Choisis ta vie. Choisis de ne pas avoir de travail. Choisis d'être co-fondateur, manager, designer, chef des ventes, responsable du service après-vente ou tout cela à la fois. Ne choisis pas entre les amis ou la famille, au moins pas pour les prochaines années. Choisis de travailler tôt le matin et tard le soir, d'avaler ton dîner dans des boîtes en plastique et de travailler dans un espace de travail respectueux de l'environnement. Choisis des posters qui te motivent, un vélo à pignon fixe et une tasse à café « Do What You Love ».
Choisis de discuter marketing, amorçage, travail partagé et capital risque à chaque soirée. Choisis de te rendre à une pépinière d'entreprises plutôt qu'à une fête. Choisis un investisseur. Choisis le risque. Choisis la bonne application pour mesurer ton niveau de stress...
Choisis de ne pas avoir de profession mais quelque chose de plutôt différent : une start-up. Mais pourquoi quelqu'un choisirait-il cela ? Dans notre quête pour trouver une réponse, nous avons rencontré Bakó Zsolt, co-fondateur de Colabs – un espace de travail partagé qui rassemble plus de 120 personnes qui travaillent pour plus d'une douzaine de start-ups à Budapest.
« J'ai étudié l'économie mais j'ai compris assez rapidement que ce n'était pas fait pour moi. J'avais envie de créer quelque chose qui soit novateur et sympa. J'ai donc décidé d'arrêter mes études, sans attendre le temps nécessaire pour obtenir mon diplôme. Au cours des années suivantes, je me suis inscrit à toutes sortes de cursus universitaires mais, pour être honnête, malgré tous mes efforts et les objectifs fixés, je ne faisais rien de concret. Mener une vie d'étudiant me permettait d'avoir un petit budget car je vivais toujours dans une résidence universitaire. Mes parents étaient contents. J'apprenais la vie. »

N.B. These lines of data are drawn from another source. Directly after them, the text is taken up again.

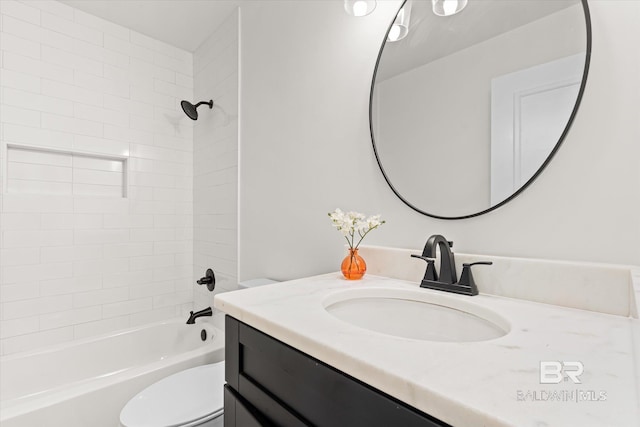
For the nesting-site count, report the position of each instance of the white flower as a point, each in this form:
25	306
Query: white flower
350	223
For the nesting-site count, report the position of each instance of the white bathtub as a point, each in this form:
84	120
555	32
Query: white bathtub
87	382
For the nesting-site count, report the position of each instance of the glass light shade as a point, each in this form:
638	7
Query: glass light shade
359	7
400	27
448	7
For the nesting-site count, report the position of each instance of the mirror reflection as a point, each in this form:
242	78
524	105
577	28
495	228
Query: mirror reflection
468	107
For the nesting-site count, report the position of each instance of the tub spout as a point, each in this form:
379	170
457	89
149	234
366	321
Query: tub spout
193	316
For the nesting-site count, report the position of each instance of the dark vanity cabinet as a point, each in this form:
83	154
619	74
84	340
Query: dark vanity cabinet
272	384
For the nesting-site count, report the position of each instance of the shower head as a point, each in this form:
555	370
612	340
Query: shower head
192	110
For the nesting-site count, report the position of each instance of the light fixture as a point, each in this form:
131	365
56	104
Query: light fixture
400	27
359	7
448	7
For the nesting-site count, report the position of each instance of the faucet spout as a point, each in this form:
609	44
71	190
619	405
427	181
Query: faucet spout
193	316
447	261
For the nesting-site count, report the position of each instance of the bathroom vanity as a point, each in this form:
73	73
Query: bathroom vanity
298	355
269	382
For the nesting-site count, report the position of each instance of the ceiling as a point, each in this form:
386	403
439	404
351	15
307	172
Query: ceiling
432	37
182	23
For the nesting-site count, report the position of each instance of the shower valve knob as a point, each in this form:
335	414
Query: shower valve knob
209	279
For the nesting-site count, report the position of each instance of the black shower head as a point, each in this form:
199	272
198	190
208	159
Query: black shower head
192	110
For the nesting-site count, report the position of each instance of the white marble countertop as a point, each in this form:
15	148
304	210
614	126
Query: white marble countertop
487	383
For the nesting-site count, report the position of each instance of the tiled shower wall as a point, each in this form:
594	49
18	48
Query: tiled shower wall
75	259
216	160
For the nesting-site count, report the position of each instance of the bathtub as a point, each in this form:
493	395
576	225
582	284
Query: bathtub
87	382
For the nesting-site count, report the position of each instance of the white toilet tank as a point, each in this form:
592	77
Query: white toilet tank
189	398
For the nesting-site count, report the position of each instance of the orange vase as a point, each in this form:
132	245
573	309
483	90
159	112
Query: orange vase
353	266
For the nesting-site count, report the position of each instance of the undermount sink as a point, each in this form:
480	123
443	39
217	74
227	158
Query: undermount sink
418	315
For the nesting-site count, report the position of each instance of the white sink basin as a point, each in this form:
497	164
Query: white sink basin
419	315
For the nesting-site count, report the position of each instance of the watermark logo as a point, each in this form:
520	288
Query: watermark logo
553	372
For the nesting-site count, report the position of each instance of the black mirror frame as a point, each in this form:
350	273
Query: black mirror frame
587	17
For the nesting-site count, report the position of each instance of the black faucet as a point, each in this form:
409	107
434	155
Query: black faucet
448	278
193	316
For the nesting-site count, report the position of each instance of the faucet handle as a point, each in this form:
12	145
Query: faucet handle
430	274
466	278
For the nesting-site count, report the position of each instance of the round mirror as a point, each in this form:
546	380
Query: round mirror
471	99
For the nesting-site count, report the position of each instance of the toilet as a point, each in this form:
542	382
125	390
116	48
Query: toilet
189	398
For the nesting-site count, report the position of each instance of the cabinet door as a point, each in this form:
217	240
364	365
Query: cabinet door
240	413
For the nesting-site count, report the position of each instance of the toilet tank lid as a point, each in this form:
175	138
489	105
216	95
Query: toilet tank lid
179	399
256	282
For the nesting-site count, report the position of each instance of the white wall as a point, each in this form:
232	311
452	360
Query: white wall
305	149
215	161
73	266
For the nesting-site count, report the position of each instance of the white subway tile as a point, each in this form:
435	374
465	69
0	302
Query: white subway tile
116	221
140	221
22	326
100	205
132	250
39	339
20	116
69	124
151	316
98	190
40	203
20	221
19	45
117	103
71	253
70	285
144	41
54	7
184	81
19	291
20	28
81	221
98	177
21	11
152	289
101	296
19	256
57	221
34	307
100	327
70	317
19	80
126	279
38	187
91	237
38	172
29	238
55	39
52	55
70	28
126	307
101	145
100	24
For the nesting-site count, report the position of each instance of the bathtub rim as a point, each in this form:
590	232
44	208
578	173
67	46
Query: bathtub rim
17	406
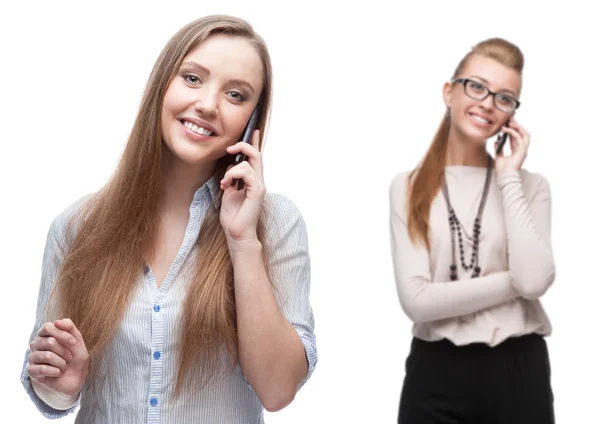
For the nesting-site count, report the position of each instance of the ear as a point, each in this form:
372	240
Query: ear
447	94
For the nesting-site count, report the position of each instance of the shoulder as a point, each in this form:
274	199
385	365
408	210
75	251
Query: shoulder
534	182
400	181
282	222
399	186
277	208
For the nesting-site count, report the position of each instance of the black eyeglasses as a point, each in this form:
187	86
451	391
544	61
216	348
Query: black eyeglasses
478	91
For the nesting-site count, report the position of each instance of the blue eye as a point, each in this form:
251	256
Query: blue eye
236	95
505	100
475	86
192	79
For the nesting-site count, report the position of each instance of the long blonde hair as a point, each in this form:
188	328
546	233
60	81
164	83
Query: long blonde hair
105	259
426	179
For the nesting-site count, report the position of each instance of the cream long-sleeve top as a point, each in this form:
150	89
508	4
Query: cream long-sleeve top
515	256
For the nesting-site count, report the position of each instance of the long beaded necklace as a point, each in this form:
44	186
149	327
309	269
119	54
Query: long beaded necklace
455	229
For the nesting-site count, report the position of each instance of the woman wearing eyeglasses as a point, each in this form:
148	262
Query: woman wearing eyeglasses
472	257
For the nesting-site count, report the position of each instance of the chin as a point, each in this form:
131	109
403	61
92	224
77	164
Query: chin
195	154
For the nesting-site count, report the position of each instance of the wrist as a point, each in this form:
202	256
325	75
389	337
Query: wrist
243	246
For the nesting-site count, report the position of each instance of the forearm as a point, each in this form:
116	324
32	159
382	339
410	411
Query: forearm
531	262
425	301
54	399
271	353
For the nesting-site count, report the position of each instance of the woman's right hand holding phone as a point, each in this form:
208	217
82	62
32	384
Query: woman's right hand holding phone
59	358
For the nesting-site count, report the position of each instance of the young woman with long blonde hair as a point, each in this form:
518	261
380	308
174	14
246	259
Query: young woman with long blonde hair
170	295
472	257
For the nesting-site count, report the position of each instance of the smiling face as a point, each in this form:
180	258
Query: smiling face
479	120
210	99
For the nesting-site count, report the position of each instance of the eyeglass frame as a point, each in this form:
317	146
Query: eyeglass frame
464	81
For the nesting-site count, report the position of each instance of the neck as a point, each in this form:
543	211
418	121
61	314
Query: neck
462	151
182	180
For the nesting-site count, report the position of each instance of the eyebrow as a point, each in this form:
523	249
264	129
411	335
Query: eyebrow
487	82
205	70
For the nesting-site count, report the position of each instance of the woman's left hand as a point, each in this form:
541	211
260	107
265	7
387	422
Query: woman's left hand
240	209
519	145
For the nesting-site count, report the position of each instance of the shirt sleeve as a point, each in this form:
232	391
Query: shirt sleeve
288	264
530	257
423	300
54	253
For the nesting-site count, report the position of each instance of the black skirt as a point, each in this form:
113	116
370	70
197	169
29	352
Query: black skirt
476	383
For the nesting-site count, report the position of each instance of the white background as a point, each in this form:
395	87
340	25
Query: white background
357	99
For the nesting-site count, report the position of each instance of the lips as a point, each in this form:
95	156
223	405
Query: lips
190	122
480	120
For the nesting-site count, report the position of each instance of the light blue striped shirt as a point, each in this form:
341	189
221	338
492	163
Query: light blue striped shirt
138	370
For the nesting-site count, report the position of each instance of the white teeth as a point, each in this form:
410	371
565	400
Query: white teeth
196	129
480	119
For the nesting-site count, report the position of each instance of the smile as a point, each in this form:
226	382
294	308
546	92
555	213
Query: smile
480	120
197	129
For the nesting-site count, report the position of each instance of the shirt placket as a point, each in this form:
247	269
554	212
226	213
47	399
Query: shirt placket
157	332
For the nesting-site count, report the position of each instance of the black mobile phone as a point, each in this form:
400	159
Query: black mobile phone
247	138
503	139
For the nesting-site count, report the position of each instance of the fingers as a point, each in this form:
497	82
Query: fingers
500	153
40	372
67	325
77	345
251	151
50	329
52	345
244	172
47	358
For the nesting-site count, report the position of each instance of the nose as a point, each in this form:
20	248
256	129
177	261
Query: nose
488	102
206	103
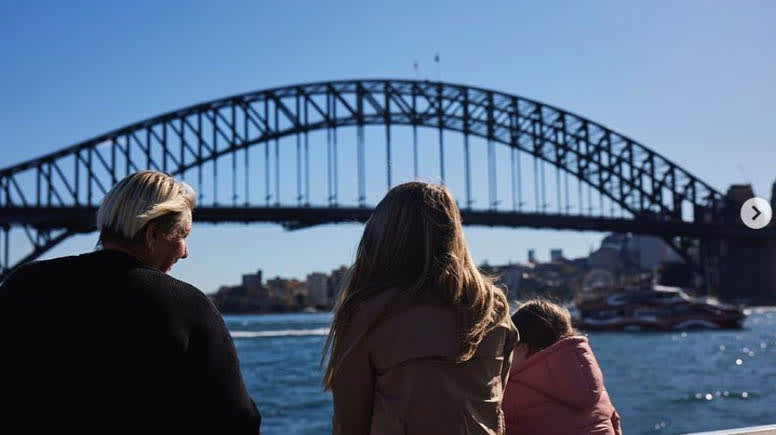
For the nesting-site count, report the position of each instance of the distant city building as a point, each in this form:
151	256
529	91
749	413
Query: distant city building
318	289
337	282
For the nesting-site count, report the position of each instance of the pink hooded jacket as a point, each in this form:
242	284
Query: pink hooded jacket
559	391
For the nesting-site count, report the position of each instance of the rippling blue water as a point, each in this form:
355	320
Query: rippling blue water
661	383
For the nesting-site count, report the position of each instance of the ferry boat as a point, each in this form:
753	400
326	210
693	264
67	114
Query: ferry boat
656	308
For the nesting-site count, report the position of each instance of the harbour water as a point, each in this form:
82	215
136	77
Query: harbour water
661	383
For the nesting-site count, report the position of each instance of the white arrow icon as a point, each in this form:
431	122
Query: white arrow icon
756	213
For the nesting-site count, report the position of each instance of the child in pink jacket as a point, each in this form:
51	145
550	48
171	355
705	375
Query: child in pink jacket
555	386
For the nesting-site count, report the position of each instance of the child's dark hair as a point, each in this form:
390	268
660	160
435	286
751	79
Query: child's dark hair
541	323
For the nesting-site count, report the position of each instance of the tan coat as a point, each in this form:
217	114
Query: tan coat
399	378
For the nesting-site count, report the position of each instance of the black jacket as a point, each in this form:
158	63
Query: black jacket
100	343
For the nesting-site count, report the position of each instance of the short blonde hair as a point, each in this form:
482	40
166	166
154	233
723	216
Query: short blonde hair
140	198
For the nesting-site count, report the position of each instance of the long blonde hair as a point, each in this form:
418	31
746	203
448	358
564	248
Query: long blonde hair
414	242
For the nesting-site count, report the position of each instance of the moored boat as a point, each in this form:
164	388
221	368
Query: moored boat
656	308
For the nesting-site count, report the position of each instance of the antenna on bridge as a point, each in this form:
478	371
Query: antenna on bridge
439	73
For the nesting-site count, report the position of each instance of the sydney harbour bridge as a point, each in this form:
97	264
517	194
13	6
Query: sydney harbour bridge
319	153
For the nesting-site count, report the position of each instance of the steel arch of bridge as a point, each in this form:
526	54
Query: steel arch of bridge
54	196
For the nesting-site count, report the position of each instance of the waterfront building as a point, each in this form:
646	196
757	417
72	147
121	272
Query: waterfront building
318	289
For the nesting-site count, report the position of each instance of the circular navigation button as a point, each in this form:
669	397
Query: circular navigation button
756	213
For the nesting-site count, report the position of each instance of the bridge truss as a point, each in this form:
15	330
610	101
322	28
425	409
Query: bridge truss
231	147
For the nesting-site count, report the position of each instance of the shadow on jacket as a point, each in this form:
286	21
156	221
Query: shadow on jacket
559	391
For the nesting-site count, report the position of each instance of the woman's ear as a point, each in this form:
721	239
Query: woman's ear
149	236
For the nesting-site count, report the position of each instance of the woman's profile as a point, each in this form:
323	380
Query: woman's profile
555	386
420	342
107	342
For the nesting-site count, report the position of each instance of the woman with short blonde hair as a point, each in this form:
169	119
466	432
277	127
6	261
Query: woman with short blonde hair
114	341
142	212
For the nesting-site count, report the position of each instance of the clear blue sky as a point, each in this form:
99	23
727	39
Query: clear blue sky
693	80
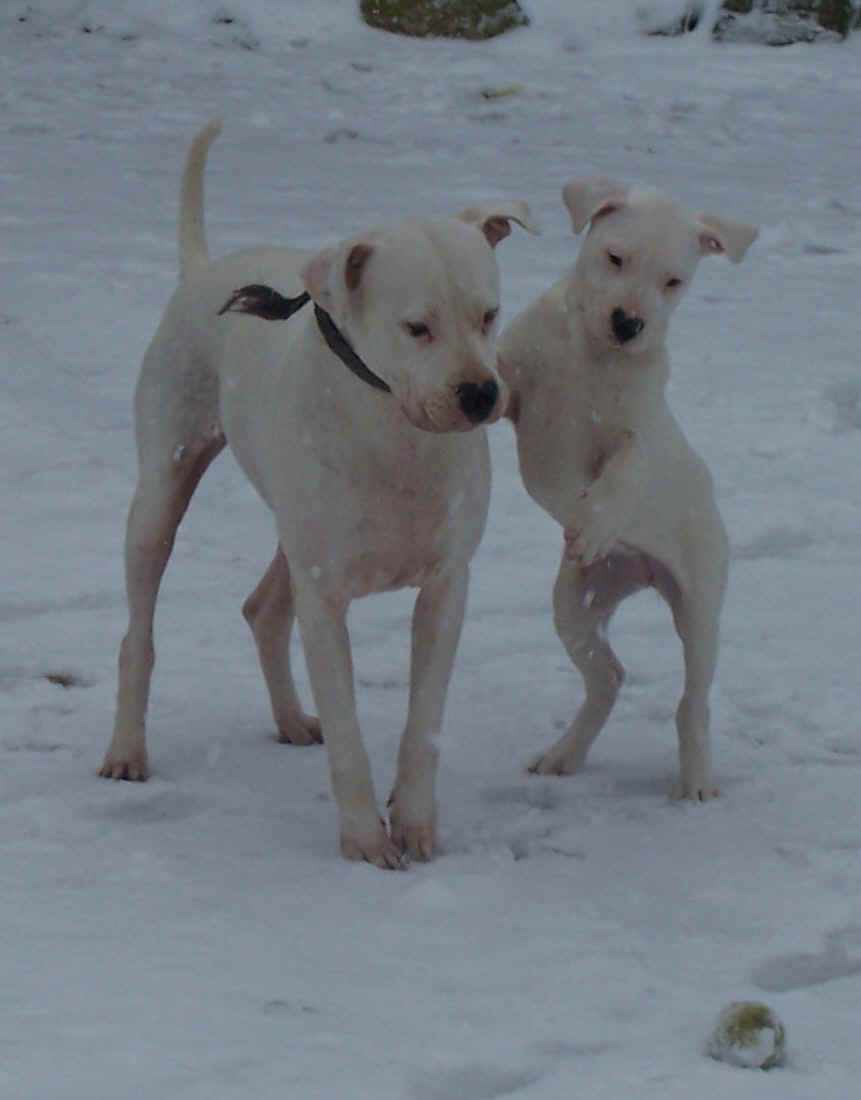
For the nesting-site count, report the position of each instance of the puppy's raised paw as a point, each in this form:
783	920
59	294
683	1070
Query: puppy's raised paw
594	528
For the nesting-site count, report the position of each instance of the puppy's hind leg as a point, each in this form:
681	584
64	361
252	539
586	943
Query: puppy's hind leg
157	507
269	613
584	598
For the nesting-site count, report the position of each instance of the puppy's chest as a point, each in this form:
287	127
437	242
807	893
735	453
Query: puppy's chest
564	440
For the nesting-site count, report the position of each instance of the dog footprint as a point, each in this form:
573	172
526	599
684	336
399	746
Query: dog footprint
786	972
471	1082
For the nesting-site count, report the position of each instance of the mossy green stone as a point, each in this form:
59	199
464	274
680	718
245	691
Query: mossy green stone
446	19
750	1035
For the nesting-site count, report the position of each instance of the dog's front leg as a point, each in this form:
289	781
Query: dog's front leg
437	623
326	641
604	508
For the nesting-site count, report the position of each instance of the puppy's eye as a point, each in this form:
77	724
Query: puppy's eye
418	330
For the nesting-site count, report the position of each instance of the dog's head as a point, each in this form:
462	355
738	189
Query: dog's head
638	259
418	300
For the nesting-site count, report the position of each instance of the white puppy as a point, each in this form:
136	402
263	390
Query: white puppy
376	481
602	452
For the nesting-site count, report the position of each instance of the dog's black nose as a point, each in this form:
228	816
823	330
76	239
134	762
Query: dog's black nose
477	402
626	328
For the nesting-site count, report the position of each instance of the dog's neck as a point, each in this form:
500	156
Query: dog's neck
264	301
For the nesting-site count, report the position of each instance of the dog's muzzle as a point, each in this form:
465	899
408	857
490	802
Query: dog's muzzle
626	328
477	400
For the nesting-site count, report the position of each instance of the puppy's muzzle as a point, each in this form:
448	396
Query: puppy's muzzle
477	400
626	328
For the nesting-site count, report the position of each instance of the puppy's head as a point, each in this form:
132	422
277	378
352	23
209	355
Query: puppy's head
418	300
638	259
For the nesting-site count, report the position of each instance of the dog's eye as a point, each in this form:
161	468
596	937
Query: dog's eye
418	330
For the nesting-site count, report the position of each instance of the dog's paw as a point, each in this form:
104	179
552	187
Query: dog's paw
414	828
130	766
594	529
299	729
373	846
695	792
554	762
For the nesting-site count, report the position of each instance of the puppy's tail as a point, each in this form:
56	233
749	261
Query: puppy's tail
192	238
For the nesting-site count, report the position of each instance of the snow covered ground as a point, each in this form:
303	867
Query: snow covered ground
197	937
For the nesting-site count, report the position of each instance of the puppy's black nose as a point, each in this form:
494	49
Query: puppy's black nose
477	402
626	328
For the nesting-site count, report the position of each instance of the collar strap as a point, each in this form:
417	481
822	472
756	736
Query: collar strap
343	349
264	301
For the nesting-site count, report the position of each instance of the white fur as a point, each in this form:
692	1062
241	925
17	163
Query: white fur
371	491
602	452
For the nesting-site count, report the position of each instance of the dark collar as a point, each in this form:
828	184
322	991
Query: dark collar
264	301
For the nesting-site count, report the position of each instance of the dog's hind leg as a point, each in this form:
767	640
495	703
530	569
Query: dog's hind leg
269	613
178	435
584	600
157	507
437	622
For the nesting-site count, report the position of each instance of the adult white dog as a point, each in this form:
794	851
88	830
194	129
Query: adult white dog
602	452
378	475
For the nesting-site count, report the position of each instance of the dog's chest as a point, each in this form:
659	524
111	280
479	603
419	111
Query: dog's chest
394	520
563	442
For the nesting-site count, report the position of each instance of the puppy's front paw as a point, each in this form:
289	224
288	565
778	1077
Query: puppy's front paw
555	761
594	528
696	792
373	845
414	827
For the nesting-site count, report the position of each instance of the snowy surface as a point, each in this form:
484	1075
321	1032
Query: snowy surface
197	937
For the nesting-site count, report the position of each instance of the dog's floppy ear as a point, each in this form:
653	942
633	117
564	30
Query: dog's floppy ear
591	198
719	234
319	271
494	219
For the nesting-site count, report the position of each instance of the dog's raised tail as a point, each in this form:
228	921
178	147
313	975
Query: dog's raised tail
192	237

En 2008, Bakó a passé 6 semaines aux États-Unis pour visiter San Diego et New York. C'est là-bas qu'il a découvert des « start-ups » et ce que c'était de travailler dans un open space. « Le buzz, la vitesse folle à laquelle les choses évoluaient et le fait que les gens étaient d'une grande ouverture d'esprit - tout cela était bouleversant pour moi. » À son retour à Budapest, Bakó a créé une plate-forme DIY (Do It Yourself, ndlr) et a commencé à organiser des réunions avec des personnes du monde de l'industrie. C'est à l'une de ces réunions qu'il a rencontré les partenaires avec lesquels il allait lancer Colabs.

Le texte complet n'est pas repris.